A single missed requirement on the PCI DSS means you file an Attestation of Compliance (AOC) with a status of "Non-Compliant". The merchant/service provider then has a window of remediation in which to fix the problem(s) and become compliant. <-- this is true. Say they didn't have firewalls. Bingo - AoC = non-compliant.
A single missed requirement on the PCI DSS means that you say the company has it in place and then just add a bunch of fluff to the ROC (Report on Compliance) for that requirement so anybody who sees it would rather skim than actually read it. <-- this is B.S., and ethically, if a company did this, they are living on the edge because they could be hosed from multiple areas.
Companies are very rarely compliant on a first pass, and AOCs with "Non-compliant" status are submitted regularly to clients. <-- Depends.
Companies are always compliant on first pass, and submitting an AOC with "Non-compliant" status is not done to avoid losing that company's business. <-- Think of it this way. If the company is smart, they would have hired a QSA or consulting company to prep them for the PCI audit to make sure they will pass. Even during the audit, if they find something (like http was on instead of https), the company can still remediate it right there - keep in mind this is the first audit. Second audits and later are much tougher. And if it is truly not in place, like FIM, then you're hosed. Non-compliant AoC.

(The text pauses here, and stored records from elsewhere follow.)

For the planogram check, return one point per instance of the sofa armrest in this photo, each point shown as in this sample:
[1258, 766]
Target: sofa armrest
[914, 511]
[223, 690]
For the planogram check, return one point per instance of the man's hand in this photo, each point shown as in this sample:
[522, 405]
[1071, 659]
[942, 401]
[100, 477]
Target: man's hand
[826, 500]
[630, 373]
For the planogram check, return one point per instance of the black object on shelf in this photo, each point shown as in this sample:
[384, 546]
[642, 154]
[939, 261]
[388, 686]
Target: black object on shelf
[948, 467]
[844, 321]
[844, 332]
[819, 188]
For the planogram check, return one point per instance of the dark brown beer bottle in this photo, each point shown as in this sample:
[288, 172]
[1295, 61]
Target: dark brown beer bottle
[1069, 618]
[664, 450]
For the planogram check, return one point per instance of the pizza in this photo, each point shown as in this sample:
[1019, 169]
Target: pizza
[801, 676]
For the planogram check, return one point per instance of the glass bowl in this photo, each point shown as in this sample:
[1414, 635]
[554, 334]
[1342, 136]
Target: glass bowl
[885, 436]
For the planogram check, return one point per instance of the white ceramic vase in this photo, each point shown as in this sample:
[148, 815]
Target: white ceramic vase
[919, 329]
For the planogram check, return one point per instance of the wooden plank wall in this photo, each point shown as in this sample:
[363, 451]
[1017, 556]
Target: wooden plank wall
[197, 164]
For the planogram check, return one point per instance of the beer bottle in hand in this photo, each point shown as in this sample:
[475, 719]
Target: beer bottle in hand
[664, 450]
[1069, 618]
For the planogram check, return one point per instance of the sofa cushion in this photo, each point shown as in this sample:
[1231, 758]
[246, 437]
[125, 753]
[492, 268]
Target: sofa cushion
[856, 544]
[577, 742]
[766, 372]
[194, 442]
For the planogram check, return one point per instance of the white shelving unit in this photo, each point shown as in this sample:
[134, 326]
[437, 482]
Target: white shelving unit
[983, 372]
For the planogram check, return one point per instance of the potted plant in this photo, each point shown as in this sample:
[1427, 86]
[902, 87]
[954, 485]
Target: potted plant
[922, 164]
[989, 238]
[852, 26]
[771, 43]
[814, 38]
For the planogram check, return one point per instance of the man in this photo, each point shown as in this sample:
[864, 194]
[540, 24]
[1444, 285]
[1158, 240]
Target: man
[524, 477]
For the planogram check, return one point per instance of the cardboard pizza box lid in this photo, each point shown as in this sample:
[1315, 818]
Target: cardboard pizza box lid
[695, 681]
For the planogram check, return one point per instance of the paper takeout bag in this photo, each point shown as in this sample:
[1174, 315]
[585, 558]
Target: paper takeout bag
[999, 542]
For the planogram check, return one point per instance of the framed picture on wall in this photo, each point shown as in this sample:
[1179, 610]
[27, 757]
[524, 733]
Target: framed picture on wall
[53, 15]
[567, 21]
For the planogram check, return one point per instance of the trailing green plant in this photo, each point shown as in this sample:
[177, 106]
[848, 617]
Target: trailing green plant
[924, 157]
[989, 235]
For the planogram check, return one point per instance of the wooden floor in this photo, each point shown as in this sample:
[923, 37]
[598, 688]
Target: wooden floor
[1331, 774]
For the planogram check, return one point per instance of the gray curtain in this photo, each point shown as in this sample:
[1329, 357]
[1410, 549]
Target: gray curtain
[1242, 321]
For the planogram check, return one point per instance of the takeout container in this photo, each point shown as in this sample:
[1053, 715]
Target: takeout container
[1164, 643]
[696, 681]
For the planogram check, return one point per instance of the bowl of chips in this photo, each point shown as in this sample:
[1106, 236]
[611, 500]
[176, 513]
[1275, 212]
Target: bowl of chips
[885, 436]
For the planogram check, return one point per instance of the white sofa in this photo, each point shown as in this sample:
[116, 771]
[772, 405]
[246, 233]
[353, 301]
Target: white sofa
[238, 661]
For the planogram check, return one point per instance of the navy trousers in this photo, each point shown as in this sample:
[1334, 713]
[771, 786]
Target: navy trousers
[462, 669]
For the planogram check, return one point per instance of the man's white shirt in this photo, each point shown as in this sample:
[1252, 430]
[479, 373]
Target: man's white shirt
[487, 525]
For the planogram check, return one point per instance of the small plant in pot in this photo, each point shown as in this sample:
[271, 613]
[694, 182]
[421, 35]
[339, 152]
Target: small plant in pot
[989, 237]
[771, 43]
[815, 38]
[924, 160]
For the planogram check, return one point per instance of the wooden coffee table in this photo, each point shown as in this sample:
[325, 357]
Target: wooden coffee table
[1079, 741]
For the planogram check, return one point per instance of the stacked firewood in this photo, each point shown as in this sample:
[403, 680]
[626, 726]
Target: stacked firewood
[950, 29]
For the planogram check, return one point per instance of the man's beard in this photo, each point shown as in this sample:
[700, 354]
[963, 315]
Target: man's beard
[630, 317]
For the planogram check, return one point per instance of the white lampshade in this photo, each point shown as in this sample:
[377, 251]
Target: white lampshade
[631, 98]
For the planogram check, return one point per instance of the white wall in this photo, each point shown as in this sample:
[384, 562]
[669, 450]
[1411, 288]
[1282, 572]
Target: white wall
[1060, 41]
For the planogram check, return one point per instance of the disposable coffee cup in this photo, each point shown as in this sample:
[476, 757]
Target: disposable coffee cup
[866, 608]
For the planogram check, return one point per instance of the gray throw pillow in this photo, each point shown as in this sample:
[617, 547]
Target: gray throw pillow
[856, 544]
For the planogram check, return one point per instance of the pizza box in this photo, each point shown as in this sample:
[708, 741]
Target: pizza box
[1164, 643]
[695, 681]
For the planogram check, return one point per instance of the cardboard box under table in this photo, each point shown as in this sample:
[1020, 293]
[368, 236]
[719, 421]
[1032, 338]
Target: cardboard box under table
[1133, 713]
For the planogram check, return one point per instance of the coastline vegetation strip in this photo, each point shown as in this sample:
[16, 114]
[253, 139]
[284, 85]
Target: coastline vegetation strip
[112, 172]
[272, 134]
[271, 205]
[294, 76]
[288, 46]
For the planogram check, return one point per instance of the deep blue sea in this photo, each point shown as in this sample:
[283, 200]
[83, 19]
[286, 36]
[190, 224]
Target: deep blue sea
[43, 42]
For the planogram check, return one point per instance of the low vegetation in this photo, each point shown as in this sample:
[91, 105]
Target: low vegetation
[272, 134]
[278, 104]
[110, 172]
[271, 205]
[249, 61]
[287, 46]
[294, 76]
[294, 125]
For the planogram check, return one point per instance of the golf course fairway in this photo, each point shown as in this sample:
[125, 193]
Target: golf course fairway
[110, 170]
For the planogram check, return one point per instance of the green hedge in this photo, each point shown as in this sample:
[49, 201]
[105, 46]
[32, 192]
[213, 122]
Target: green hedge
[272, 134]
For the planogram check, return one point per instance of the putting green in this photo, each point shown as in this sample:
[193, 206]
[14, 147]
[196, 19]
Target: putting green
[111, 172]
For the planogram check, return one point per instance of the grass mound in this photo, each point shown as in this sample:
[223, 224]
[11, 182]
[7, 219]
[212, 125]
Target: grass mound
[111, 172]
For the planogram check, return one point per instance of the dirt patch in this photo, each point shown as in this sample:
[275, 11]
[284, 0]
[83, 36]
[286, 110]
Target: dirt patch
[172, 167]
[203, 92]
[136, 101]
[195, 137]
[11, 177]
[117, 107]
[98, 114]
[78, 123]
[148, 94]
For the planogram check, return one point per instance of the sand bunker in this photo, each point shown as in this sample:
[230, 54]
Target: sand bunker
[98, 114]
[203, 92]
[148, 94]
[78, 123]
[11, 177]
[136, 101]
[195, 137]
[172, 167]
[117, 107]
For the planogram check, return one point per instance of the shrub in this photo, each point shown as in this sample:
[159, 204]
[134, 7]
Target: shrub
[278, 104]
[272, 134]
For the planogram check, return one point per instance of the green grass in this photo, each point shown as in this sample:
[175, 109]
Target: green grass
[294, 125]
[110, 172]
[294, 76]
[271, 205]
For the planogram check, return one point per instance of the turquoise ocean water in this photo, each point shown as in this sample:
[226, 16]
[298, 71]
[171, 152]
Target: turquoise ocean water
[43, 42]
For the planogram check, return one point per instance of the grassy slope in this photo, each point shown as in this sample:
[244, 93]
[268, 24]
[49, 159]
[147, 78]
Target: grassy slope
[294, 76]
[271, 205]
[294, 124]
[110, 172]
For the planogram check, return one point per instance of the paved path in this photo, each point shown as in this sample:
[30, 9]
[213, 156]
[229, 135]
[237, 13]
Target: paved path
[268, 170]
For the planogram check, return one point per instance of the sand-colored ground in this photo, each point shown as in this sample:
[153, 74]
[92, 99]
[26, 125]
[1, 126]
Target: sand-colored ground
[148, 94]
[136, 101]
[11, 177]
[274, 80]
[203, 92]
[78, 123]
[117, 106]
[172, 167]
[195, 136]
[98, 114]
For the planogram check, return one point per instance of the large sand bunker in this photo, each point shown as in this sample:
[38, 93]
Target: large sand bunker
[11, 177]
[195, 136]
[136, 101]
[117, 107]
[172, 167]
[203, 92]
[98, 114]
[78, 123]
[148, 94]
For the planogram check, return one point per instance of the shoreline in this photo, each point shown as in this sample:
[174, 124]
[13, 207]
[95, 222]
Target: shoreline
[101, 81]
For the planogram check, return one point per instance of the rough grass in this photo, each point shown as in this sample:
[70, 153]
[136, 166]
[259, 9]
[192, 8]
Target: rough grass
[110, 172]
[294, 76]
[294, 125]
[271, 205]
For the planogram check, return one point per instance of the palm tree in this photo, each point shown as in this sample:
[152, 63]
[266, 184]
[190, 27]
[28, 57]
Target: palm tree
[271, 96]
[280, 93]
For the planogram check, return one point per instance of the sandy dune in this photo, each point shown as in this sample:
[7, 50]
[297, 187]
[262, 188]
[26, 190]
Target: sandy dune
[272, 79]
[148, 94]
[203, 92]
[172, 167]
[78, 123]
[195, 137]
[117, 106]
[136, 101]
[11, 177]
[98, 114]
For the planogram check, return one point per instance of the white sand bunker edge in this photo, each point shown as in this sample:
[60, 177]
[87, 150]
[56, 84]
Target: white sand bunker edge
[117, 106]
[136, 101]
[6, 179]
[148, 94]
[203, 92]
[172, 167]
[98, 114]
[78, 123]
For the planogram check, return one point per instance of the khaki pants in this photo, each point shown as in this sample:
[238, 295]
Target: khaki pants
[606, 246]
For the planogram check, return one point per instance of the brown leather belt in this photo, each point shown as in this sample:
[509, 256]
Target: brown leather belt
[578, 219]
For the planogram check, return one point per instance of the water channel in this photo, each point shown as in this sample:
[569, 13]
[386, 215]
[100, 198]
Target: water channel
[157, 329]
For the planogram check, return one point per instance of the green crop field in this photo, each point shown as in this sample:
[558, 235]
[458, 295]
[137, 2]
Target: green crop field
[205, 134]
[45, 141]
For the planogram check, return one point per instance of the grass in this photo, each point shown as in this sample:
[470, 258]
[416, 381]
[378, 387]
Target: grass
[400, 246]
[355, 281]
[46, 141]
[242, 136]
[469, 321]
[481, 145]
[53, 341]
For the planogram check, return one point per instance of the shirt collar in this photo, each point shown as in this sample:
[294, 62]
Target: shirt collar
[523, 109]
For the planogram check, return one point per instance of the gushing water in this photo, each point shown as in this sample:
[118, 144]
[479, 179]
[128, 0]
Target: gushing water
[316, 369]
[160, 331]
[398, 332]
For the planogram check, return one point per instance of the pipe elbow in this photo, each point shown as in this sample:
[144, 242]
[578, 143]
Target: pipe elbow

Compensating controls are required to go above and beyond the letter of the PCI DSS and should mitigate the risk posed by not having a specific control in place. <-- this is true
A two factor jump server into the cardholder data environment can be a compensating control for anything from missing anti-virus software to no NTP server being set. <-- no, it can't. you have to look at the original requirement, and see what controls actually compensate for it. Two factor jump server does not compensate for lack of NTP.

GoodBishop

And yes, I agree with the other folks on getting out of there. Glad to see that you're looking.